This covers the essentials of pipeline blocks! You may have noticed that we haven't discussed how to load or run pipeline blocks - that's because **pipeline blocks are not runnable by themselves**. They are essentially **"definitions"** - they define the specifications and computational steps for a pipeline, but they do not contain any model states. To actually run them, you need to convert them into a `ModularPipeline` object.

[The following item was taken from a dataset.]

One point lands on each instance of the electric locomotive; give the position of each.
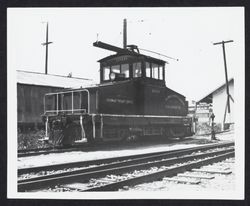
(131, 102)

## PipelineState & BlockState
`PipelineState` and `BlockState` manage dataflow between pipeline blocks. `PipelineState` acts as the global state container that `ModularPipelineBlocks` operate on - each block gets a local view (`BlockState`) of the relevant variables it needs from `PipelineState`, performs its operations, and then updates PipelineState with any changes.
<Tip>
You typically don't need to manually create or manage these state objects. The `ModularPipeline` automatically creates and manages them for you. However, understanding their roles is important for developing custom pipeline blocks.
</Tip>
## ModularPipeline
`ModularPipeline` is the main interface to create and execute pipelines in the Modular Diffusers system.
### Modular Repo
`ModularPipeline` only works with modular repositories. You can find an example modular repo [here](https://huggingface.co/YiYiXu/modular-diffdiff).
Instead of using a `model_index.json` to configure components loading in `DiffusionPipeline`. Modular repositories work with `modular_model_index.json`. Let's walk through the difference here.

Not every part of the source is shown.